Unfortunately I was not able to find a date for this shift; her biographer Mary Rubio, in Lucy Maud Montgomery: The Gift of Wings, simply gives the timeline as “after the war.” I would be very interested to know how it lines up with the writing and publication of Rilla of Ingleside; the presence of the Piper as a figure in the novel suggests to me that her views had already shifted, or started to do so. Which, of course, further complicates the issue of support (or lack thereof) for the war effort within the world of the novel. Does LMM intend for us to be sympathetic towards Mr. Pryor, or not?
I am inclined, now, to think not. One thing to consider is the unusual lack of balance in his characterization, compared to other characters throughout the Anne series.
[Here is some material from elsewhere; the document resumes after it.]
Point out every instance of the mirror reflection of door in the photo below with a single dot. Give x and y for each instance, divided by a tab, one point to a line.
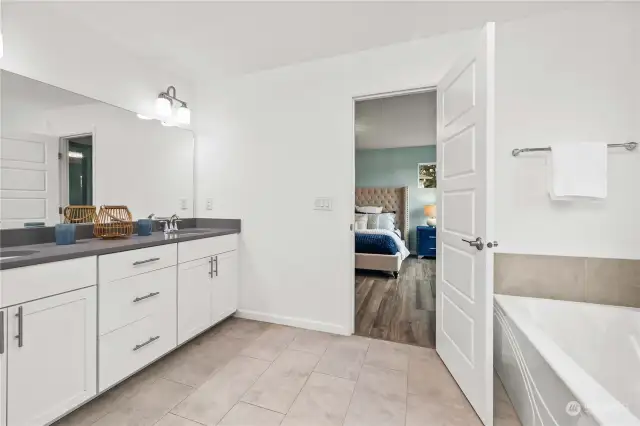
80	171
76	173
It is very rare to find a character without some redeemable quality, no matter how gruff, curmudgeonly, mean, or misguided they initially appear. And other ideological conflicts between characters — such as the political divide between Island Tories and Grits — are handled with a measure of humour and grace: they may spar with each other, but neither is portrayed as particularly villainous or heroic. Mr. Pryor is the only character I can think of off-hand who is wholly unredeemed, beginning to end.
And yet! Amid all of the novel’s stirring patriotic speeches about fighting on the side of God and good, there are seeds of doubt and discontent that creep in. LMM does not shy away from the horrors of war, neither for those at the front nor for those left at home. The tension lies, perhaps, in the attempt to accurately portray the support for the war as it really happened, while holding a view that, with the benefit of hindsight, has shifted. Whatever the reason, it injects a fascinating note of ambiguity into the narrative.